For artist Robert Vickrey, Naples has always been a good town. Since Harmon-Meek Gallery began showing his work 20 years ago, he's sold an impressive number of pieces here, many from the mostly tempera paintings he's done in his Sisters of Charity series over the last half century.
But the biggest reward Vickrey, who calls himself a lyrical realist, has received in Naples may be his reintroduction to the woman he's now married to, the former Beverly Bowen. The two had dated in college, while he was attending Yale and she Vassar, but eventually went their separate ways. Vickrey stayed in his native New York City, bucking the New York Abstract Expressionism surge of the 1950s as one of the few realists whose work was still widely accepted; from 1957 to 1968, he completed 78 portraits that appeared on the cover of Time. Over the decades his work has been collected by the Whitney, the Metropolitan Museum of Art, the Smithsonian, the Butler Institute and the Corcoran, among others.

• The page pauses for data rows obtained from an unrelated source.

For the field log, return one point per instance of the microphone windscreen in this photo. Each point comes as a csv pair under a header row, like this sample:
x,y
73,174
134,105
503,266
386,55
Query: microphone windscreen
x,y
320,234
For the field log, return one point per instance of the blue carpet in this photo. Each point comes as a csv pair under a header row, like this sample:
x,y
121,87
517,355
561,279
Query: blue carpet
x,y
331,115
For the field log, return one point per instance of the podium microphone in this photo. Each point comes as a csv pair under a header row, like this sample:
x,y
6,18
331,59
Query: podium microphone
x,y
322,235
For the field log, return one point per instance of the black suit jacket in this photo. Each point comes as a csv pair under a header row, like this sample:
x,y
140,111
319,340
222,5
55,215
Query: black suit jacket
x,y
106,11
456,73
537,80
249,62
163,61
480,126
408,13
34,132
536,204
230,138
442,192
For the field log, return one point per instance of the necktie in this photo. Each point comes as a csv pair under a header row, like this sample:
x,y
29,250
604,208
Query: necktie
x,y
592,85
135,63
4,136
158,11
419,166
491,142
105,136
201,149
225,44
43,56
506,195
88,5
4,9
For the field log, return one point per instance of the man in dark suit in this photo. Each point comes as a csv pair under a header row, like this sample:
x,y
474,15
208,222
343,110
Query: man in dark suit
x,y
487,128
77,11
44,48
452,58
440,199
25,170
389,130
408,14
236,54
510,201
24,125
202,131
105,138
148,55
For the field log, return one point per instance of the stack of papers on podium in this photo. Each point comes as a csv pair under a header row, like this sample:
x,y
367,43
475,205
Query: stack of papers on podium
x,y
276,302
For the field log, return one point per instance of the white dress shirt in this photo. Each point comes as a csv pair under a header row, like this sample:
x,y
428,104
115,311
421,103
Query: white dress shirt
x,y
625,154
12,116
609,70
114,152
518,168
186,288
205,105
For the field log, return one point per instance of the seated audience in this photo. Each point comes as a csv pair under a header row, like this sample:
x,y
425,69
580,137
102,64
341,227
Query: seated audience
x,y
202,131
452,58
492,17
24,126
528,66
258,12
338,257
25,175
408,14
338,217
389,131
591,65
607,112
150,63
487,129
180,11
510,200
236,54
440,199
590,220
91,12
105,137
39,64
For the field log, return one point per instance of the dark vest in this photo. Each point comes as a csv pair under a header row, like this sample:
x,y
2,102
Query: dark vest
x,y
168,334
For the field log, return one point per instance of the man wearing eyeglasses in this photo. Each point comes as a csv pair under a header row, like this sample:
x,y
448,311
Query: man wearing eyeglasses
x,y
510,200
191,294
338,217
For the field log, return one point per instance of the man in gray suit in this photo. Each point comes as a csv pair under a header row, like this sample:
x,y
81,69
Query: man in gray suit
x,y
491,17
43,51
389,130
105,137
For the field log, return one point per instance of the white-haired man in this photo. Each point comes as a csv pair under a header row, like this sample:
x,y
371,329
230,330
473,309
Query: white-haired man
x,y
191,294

Beverly, meanwhile, had lived in Chicago with her husband, Ben, before moving to Naples in the 1980s. Wandering into Harmon-Meek one day, she spotted Vickrey's name on a painting and wondered if it could be her old college flame. It was, and the two rekindled a friendship nourished at every Vickrey exhibition opening.
Then Beverly was widowed, and Vickrey became a widower. The two met for a luncheon date, and sparks flew. Married three years now, they divide their time between Naples and Vickrey's longtime Cape Cod home.
Vickrey's latest exhibition, Mostly Nuns, is tied to the recent publication by Ursuline College of the book Robert Vickrey's Nun Paintings: Creatures of the Spirit, and will be on view March 9-15 at Harmon-Meek. The Vickreys, of course, will be there at the opening, in the gallery that helped bring them back together.